The buildings that you already know are high, like the tall chimney of the Tate Modern, just look like toy building blocks on the carpet. They are all down there, when they're supposed to be up there. There is nothing around you that comes close to your height. Usually when you climb a tall building like The Monument, or the bell tower of Westminster Cathedral, there are lots of buildings around that are hidden by the office blocks, but up here you can see the whole of London. Distant hills are drained of colour and fade away to nothing. The horizon is so far away that it blurs into the sky like a smudge. You can see miles and miles of train tracks, from Waterloo all the way up to Greenwich. You can stand here and watch the little white worms (the trains) meandering up their muddy brown train trails to some distant station. Cars are just dust. It's a people-less city up here -- the men and women are too small to see.
If you know your geography then you can pick out the suburbs and the bend of the river past the Isle of Dogs -- plus a couple more bends beyond that. You can follow the Thames all the way past Docklands, the Thames Barrier, and probably a fair distance towards the sea.

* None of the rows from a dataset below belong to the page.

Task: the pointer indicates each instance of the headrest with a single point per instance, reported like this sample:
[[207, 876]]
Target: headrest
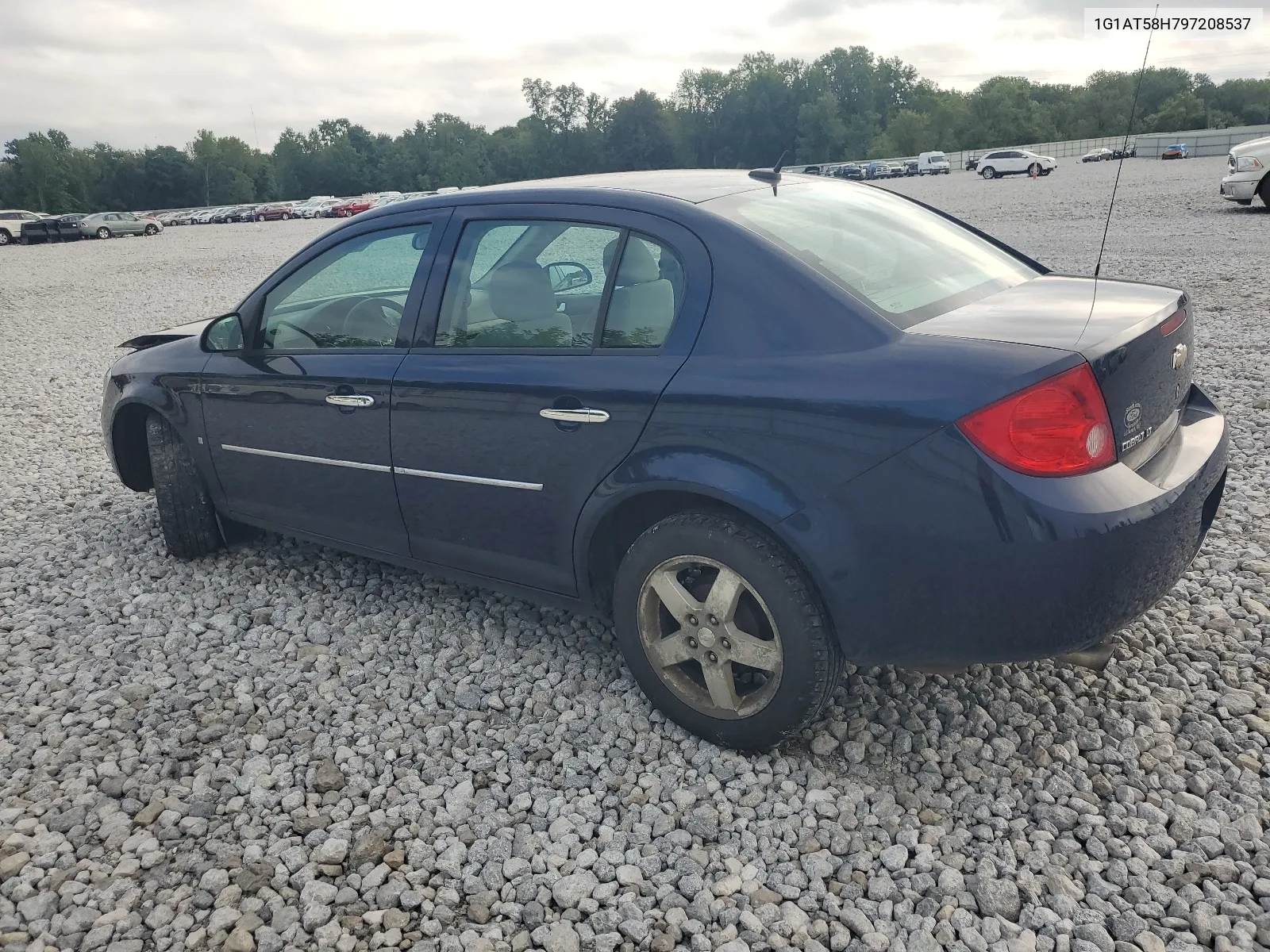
[[520, 292], [639, 267]]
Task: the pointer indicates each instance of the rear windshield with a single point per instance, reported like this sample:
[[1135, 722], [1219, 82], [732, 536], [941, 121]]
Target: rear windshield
[[907, 262]]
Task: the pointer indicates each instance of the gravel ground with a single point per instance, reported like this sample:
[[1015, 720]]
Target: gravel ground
[[290, 748]]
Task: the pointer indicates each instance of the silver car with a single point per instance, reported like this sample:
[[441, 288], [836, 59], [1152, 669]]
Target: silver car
[[111, 224]]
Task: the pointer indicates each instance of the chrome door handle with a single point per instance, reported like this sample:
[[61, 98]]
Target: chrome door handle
[[581, 416], [349, 400]]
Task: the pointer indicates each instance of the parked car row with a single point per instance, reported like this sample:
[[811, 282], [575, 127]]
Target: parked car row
[[925, 164], [18, 226], [313, 207]]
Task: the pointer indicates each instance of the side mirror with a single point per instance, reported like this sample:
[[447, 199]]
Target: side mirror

If you're feeling brave then you walk up another few flights of stairs to level 72. This is the open-air level, but it's not really open-air at all. It still has window walls and a roof on top, but they've removed a few pains of glass to let in the wind. At the time of writing they've got some fake grass and a bar up there as well (I think they're doing a Pimms promotion). They've even installed a little croquet lawn! People are just lounging around on the lawn with a bottle of Pimms and a plastic cup of frothy beer. It's a bit like sitting in a beer garden -- 72 floors up.
I've just had a terrifying thought: what if somebody smacks a croquet ball too hard and shatters the glass? Jesus Christ... I'm getting out if here quick, before the building falls down.
So is it worth a visit? Definitely, yes -- it's one of the best views in London (as long as you don't mind stumping up a fortune to get inside). If you're scared of heights then bear in mind that so am I, and I can handle it okay. You might have to stand at the wall for five minutes before you dare to approach the window, but at least you'll have that in common with me. And they've got a bar up there now.